The PQBP1 and PCK2 mRNA expression levels of patients in GSE39055 and GSE21257 were divided into “high” (+) and “low” (-) expression according to their respective cutoff values derived from GSE14827. As shown in Table 2, high expression of PQBP1 and low expression of PCK2 were significantly correlated with a high rate of metastasis in GSE14827 and GSE21257 and a high probability of recurrence in GSE39055. Furthermore, in general, more significant correlations with the incidence of OS metastasis and recurrence were found by combining the expression statuses of these two genes to form four combined expression groups: PCK2(-)PQBP1(-), PCK2(+)PQBP1(+), PCK2(+)PQBP1(-), and PCK2(-)PQBP1(+). In addition, PCK2(+)PQBP1(-) was compared with the other three groups for a binary comparison of combined expression profiles. Kaplan-Meier curves and log-rank tests revealed that both the PQBP1(+) expression group and the PCK2(-) expression group exhibited significantly poorer RFS and MFS in GSE39055 and GSE21257, respectively (Figure 2A-B). When comparing all four combined expression profiles or the PCK2(+)PQBP1(-) profile vs. the other three combined expression profiles, we observed significantly different RFS values in GSE39055 and MFS values in GSE21257 (Figure 2C-D). These findings emphasize the ability of the PQBP1 and PCK2 mRNA expression statuses to predict metastasis and recurrence.

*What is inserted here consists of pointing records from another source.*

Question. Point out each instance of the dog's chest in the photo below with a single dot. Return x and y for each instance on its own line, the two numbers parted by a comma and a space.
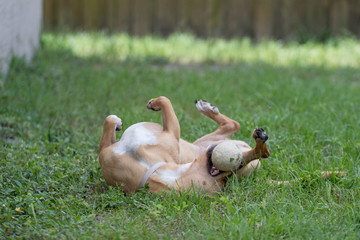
135, 136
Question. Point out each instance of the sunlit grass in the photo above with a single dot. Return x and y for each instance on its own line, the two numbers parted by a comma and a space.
186, 49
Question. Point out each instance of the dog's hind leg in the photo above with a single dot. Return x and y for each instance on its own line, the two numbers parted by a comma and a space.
261, 150
111, 124
170, 121
226, 127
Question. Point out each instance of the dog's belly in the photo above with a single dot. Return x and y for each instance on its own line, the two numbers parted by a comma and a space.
137, 135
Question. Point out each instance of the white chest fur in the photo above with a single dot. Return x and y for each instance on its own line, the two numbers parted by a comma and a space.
135, 136
169, 176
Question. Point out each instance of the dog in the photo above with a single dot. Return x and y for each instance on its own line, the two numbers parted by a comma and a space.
154, 155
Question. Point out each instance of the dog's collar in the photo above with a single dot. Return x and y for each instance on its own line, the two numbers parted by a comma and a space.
150, 171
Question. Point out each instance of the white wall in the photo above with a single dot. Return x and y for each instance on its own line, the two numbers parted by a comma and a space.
20, 25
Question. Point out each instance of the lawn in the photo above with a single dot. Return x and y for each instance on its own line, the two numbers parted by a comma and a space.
307, 97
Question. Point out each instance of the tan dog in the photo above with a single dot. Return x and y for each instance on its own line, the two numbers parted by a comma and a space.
156, 155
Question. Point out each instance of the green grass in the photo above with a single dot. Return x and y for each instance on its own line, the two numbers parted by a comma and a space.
305, 96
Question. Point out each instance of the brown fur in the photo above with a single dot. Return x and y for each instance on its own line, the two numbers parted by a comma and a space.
126, 171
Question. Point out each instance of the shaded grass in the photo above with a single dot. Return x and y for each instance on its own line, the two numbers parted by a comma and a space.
305, 96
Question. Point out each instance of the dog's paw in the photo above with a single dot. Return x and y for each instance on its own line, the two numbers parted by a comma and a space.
260, 134
117, 120
152, 105
205, 106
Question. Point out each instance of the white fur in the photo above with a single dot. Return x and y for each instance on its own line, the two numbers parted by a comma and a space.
118, 121
135, 136
169, 176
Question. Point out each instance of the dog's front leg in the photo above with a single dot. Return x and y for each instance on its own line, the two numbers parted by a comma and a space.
170, 121
261, 150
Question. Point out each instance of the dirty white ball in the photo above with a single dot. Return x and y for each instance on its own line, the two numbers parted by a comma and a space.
227, 156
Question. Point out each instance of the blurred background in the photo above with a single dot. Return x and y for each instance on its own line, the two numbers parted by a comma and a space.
21, 21
276, 19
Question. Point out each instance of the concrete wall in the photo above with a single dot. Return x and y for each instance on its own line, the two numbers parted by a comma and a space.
20, 25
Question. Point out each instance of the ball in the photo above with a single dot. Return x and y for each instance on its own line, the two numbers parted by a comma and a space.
227, 156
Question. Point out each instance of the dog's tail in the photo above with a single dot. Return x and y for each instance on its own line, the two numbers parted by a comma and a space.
324, 175
111, 124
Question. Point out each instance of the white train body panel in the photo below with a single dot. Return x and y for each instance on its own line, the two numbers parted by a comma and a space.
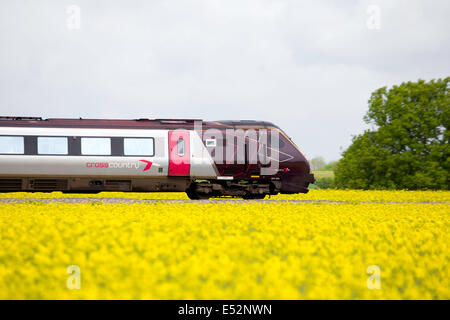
201, 163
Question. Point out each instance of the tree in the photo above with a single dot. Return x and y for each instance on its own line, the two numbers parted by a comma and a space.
408, 146
317, 163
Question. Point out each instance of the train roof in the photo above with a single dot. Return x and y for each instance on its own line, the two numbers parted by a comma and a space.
141, 123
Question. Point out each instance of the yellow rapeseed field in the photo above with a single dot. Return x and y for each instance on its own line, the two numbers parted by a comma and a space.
233, 250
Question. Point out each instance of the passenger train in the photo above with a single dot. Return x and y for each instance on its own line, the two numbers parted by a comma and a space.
248, 159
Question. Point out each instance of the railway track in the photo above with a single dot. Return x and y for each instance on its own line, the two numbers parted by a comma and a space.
223, 200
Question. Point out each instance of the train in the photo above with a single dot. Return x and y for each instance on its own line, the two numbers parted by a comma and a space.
248, 159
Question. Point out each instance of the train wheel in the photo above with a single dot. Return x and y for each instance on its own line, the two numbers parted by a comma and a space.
197, 196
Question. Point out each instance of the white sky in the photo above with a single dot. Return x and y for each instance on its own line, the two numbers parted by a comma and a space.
307, 66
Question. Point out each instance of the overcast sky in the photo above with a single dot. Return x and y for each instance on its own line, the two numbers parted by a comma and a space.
307, 66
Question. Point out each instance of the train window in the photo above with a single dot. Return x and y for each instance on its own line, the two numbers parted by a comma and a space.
52, 145
11, 145
138, 147
180, 147
96, 146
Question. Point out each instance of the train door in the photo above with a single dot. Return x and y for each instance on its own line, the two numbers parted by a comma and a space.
179, 153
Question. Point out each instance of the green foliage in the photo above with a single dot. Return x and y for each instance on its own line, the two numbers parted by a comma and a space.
409, 147
324, 182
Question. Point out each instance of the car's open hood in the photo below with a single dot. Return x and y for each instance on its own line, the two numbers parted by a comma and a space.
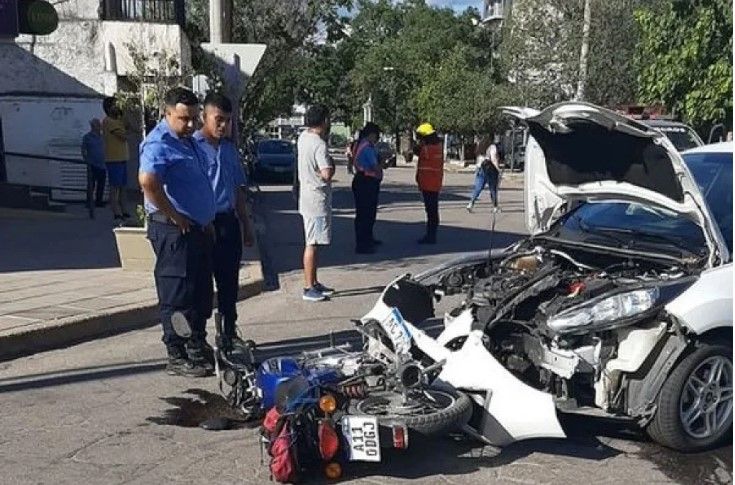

We further statistically assessed the relationships between the expression levels of the two genes and various clinical characteristics that were available in each dataset, such as age, gender, histological subtype, tumor site, chemotherapeutic response, tumor grade, and necrosis percentage. The only significant correlation observed was the relationship between gender and PCK2 mRNA expression status in GSE21257 (Table S4).
We next conducted a univariate Cox regression analysis to further evaluate the prognostic performance of these two genes and other clinical factors for metastasis and recurrence in each dataset. The results showed that high expression levels of PQBP1 and low expression levels of PCK2 predicted poor MFS in GSE21257 and RFS in GSE39055 (Table 3-4). Multivariate Cox regression analysis further revealed that PQBP1 and PCK2 were significantly and independently associated with the probability of metastasis and recurrence in patients with OS in GSE21257 and GSE39055, after adjusting for other clinical factors.
Identification of genes related to recurrence and metastasis in OS patients. (A) Venn diagrams of DEGs derived from GSE39055 and GSE14827. Ten upregulated and three downregulated were common between the two datasets. (B-D) box plots of PQBP1 and PCK2 mRNA expression levels in patients that did and did not develop recurrence/metastasis in the discovery (GSE39055, GSE14827) and validation (GSE21257) datasets. Red and blue dots represent patients with and without recurrence/metastasis, respectively.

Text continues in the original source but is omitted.